I've written recently about how I don't believe that the death penalty is appropriate, not that the worst criminals don't deserve death, but that we as a society damage ourselves in the process. The controversy has stayed in the news recently, with DNA evidence posthumously confirming that an executed man in Virginia was indeed guilty. Now in a couple of hours, California will execute a 76-year-old blind diabetic man (who is also a multiple murderer). It's unfortunate that the most appropriate penalty for these criminals is no longer practically available. Exile. It is perfect in its justice. These people have violated society and for a fitting punishment they should forfeit all the benefits of civil society. Some crimes are beyond the pale, and that is literally where such criminals should be sent. If only we still had someplace like Devil's Island or even Australia a few centuries ago.
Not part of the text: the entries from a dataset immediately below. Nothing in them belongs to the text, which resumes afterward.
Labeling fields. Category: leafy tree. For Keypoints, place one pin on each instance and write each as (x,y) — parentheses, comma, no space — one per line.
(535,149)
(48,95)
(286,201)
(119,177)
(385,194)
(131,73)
Perhaps the best we could do today would be to negotiate a deal with Kim Jong-Il: we'll give him some food and some energy, but he has to take some of our prisoners as well. (He wouldn't even have to keep them imprisoned. Just let them live in North Korea the rest of their lives. That would be justice enough.) But if we can't do any of those things, we should at least lock these people away for the rest of their lives in complete forfeit of all the benefits of society. I'm not talking imprisonment as we currently do it. I mean no telephone, no television, no books, no letters. No visitors (especially no visitors brokering book or movie deals). No protection from their fellow exiles. In short, no society. Put them where they have put themselves: beyond the pale.